Nepos, Life of Hannibal — Chapter 5: The End of Hannibal’s Campaign in Italy (218–203 BC)
After Hannibal's wild success in the first years of the war, the Romans avoided set battles on terrain where Hannibal’s superior cavalry could produce the kind of devastating losses that were seen at Trebia and Cannae. Fabius’ strategy of harassment and delay would prove sound. By avoiding a disastrous defeat that would provoke further defections to Hannibal, Rome gained the time to wear down Hannibal’s army and retake rebel cities throughout Samnium and Liguria.
By 211 BC, Rome was able to field 25 legions while its fleet raided Africa. In the same year Rome recaptured Syracuse and Capua, depriving Hannibal of vital bases of operations and destroying his credibility as a reliable ally against Roman aggression. Rome executed the leaders of Capua and sold many Capuan men, women, and children into slavery; those who survived were stripped of their citizenship and sent into exile. The example had been made: no further cities defected to Hannibal's side.

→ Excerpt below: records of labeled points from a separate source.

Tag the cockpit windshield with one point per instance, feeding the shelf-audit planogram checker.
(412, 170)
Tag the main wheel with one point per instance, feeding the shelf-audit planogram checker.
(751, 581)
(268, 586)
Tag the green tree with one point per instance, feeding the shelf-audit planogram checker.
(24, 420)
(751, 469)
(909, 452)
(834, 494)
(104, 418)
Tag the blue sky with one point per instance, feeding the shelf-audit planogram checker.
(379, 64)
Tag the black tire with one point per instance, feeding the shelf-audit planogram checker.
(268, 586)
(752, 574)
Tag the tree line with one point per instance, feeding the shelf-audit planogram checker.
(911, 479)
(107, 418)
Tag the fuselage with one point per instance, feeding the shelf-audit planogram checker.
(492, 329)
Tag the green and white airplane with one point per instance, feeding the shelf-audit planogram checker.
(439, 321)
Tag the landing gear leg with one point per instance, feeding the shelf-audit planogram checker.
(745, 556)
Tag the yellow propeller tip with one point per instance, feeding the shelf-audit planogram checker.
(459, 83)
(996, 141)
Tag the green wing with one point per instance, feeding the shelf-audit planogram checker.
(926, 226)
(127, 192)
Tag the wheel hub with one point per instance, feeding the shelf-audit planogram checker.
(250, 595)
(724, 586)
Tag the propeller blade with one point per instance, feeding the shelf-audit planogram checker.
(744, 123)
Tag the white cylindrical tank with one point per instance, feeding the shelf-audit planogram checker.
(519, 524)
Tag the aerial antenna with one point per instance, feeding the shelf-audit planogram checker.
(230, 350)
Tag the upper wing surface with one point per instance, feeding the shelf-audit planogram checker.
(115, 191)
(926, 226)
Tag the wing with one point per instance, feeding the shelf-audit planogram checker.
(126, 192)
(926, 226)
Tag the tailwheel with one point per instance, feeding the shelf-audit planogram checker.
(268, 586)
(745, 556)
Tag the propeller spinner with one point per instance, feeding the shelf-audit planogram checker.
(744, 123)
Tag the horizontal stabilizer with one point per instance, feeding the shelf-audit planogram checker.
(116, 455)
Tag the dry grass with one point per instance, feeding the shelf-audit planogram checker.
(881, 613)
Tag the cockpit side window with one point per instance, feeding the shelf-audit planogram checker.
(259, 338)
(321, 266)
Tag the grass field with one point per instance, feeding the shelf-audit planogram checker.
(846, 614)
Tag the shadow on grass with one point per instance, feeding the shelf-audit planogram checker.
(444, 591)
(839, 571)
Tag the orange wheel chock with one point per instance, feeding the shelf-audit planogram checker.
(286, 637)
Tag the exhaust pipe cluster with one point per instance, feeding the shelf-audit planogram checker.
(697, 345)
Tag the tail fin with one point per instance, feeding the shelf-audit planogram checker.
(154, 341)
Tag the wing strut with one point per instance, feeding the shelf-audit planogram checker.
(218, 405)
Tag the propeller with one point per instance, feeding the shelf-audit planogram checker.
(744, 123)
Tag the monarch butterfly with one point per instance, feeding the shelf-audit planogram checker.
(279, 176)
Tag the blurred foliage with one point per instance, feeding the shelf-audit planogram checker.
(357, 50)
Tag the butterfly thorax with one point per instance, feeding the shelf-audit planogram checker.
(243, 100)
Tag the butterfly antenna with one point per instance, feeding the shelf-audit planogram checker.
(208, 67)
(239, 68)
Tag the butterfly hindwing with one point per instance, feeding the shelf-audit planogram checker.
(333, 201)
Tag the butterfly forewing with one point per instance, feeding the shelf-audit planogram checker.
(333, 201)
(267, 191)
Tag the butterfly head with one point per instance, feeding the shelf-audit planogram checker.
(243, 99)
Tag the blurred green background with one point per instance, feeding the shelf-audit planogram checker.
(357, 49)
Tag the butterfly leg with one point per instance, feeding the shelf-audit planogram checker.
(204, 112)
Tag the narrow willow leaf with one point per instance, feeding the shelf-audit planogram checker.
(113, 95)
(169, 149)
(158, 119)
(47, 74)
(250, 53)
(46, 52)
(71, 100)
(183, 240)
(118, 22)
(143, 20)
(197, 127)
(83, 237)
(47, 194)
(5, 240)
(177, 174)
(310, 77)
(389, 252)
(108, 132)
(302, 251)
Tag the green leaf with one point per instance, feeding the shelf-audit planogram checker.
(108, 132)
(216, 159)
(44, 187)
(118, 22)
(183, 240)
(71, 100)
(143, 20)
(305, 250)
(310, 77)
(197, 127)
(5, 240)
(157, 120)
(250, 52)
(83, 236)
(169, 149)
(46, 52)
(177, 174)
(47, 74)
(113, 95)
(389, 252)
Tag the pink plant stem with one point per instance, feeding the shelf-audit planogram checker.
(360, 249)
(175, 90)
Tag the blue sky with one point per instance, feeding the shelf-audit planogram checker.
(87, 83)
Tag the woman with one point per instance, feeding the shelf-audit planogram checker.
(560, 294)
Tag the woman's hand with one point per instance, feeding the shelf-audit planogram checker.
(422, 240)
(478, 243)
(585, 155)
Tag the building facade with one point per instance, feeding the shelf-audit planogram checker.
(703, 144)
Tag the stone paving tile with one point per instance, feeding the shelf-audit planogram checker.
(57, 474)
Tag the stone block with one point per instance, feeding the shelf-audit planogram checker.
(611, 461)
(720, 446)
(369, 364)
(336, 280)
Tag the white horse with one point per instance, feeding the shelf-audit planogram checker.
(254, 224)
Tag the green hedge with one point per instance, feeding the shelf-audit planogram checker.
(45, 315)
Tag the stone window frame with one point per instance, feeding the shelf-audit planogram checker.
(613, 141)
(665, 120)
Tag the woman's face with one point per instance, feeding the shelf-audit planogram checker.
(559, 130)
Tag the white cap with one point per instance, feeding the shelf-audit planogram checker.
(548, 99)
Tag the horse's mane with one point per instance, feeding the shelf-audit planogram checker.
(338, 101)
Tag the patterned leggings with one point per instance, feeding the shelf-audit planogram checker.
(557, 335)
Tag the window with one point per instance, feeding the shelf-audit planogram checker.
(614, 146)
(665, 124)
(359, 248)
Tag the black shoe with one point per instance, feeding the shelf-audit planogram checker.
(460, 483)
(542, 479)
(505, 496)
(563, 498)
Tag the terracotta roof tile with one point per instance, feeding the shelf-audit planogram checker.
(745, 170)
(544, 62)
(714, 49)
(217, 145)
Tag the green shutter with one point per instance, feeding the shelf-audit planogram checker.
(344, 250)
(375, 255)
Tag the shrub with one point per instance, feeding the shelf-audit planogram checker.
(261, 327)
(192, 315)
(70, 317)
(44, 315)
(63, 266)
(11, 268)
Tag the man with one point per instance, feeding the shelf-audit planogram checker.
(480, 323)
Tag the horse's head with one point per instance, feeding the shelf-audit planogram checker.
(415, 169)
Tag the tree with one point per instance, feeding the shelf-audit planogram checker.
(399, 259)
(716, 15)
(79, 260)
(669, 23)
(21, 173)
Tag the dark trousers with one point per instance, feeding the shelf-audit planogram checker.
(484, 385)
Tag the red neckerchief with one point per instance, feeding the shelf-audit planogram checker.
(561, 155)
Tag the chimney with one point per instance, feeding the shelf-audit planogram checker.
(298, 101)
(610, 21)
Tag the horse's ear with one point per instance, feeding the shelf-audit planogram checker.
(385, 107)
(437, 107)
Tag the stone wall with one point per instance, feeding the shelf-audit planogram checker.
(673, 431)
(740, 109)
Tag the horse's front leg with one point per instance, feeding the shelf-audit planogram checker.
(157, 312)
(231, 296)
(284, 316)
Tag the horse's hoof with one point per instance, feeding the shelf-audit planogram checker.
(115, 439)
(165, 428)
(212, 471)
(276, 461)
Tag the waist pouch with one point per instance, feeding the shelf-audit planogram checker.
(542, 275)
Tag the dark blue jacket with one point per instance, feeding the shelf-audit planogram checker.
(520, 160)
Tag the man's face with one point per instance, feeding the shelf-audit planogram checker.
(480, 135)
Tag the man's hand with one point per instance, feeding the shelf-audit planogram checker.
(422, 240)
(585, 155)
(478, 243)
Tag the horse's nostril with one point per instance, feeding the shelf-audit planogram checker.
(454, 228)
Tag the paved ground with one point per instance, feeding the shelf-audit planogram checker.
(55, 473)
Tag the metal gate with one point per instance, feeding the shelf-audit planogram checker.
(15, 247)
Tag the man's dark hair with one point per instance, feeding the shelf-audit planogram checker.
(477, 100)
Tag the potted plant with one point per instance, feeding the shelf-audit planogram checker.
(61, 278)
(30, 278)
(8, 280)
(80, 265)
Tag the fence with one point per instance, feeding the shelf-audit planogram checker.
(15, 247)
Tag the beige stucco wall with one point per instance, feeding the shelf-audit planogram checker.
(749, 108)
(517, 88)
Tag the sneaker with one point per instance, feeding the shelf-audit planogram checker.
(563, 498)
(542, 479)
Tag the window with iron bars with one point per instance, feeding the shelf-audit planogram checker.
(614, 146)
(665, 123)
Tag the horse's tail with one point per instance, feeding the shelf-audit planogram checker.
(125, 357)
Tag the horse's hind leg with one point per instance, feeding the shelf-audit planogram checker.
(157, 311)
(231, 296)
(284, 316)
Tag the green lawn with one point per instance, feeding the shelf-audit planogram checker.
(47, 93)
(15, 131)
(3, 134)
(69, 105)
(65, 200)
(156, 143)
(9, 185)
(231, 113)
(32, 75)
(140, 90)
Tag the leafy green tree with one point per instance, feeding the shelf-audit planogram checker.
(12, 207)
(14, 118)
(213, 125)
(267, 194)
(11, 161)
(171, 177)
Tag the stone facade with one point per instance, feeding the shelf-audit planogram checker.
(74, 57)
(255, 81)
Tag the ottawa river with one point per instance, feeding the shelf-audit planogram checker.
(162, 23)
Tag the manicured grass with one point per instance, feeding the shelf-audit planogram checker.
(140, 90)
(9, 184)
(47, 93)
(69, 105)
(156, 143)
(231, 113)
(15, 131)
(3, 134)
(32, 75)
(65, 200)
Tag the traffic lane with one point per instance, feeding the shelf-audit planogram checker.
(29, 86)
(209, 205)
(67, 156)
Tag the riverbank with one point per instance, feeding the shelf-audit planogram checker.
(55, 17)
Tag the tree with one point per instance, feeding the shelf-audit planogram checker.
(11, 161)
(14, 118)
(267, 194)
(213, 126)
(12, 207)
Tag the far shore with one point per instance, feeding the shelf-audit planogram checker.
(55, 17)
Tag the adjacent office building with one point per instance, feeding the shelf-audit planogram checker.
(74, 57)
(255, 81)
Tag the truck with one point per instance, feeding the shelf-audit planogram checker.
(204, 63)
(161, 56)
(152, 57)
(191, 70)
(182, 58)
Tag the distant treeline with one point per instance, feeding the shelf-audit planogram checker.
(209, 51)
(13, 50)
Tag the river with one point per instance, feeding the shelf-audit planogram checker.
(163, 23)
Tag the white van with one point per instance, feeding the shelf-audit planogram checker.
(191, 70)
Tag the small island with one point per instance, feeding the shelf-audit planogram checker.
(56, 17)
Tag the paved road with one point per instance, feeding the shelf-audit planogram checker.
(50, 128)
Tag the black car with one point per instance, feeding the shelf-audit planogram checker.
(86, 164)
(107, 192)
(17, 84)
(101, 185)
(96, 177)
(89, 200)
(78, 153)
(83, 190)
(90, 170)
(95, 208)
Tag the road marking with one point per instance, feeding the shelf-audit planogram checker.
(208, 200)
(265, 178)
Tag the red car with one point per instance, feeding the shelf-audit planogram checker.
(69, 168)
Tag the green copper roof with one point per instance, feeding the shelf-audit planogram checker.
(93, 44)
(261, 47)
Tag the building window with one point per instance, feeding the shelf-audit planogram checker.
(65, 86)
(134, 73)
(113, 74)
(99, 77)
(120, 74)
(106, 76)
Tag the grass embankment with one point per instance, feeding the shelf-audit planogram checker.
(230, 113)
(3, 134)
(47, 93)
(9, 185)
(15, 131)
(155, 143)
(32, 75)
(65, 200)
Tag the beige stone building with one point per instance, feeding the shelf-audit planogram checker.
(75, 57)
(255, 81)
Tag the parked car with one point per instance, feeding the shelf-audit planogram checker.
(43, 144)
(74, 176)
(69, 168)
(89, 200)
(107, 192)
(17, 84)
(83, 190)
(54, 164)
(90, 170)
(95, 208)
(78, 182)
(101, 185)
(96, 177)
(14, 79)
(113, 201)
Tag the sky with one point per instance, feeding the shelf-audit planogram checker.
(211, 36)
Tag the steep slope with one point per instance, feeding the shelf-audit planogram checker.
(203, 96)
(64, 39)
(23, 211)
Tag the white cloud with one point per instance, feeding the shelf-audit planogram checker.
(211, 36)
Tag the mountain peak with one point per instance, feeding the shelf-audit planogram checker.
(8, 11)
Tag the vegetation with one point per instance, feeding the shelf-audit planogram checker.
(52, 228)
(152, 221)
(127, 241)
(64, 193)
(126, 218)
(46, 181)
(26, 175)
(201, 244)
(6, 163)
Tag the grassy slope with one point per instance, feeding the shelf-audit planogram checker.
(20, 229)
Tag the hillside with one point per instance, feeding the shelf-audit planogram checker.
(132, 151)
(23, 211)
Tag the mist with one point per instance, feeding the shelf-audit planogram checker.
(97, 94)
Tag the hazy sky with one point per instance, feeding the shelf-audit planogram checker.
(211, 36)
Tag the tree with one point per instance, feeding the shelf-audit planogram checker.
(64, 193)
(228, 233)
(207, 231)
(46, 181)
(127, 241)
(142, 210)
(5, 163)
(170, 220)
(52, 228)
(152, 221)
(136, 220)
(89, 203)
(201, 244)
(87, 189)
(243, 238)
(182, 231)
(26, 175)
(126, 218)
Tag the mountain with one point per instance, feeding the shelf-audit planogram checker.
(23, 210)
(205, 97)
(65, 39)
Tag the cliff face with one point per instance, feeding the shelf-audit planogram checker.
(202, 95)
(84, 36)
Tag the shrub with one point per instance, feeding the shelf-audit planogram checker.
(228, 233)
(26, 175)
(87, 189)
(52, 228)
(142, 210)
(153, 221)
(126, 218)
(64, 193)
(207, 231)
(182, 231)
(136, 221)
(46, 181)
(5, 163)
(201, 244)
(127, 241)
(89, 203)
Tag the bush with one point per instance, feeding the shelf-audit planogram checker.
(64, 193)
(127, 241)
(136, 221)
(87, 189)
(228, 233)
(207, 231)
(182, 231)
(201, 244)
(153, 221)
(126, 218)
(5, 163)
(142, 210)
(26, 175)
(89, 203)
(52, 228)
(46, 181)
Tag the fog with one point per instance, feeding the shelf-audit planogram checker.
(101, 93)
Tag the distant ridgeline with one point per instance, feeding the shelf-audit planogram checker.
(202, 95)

Hannibal and his lieutenants were still capable of overpowering small forces of Romans, ravishing the Italian countryside, capturing the occasional city, and inflicting the rare larger defeat, as when Roman armies were destroyed at Herdonea in 212 BC and again in 210. For the most part, however, the Romans did avoid set battles and Hannibal was thus denied a decisive victory that would compel the Romans to sue for peace. Hannibal's strategic situation continued to darken during the next few years: Fabius retook the vital port of Tarentum in 209 BC; Sicily was pacified; and any hope of reinforcement from Philip in Greece was removed. Hannibal was increasing confined to the south of Italy.
In 207 BC, Hannibal attempted to regain the initiative. He summoned his brother Hasdrubal from Spain with a large army. Rome was forced to react to prevent the nightmare of a massive combined army in Italy under the command of the sons of Hamilcar. In a reverse of Hannibal’s successes early in the war, the consular armies of Marcus Livius and Gaius Claudius Nero (ancestor of the famous emperor) outmaneuvered and annihilated Hasdrubal's exhausted army at the Metaurus River. Hannibal only learned of the disaster when the severed head of his brother was tossed into his camp.
Unable to sustain offensive operations in central Italy, Hannibal retreated to the region of Bruttium, in the toe of Italy's boot. Although Hannibal and his lieutenants continued to raid throughout Italy, the tide had turned. Scipio's victory at Ilipa the following year (206 BC) removed any chance of reinforcement from Spain. Hannibal would remain isolated in southern Italy for two more years as the Romans debated their next move. When Scipio at last invaded Africa in 204 BC, Hannibal was forced in the autumn of 203 BC to return and defend a homeland that he had left 35 years before. His great gamble had failed. The war would be settled not on the fields of Italy but outside the walls of Carthage.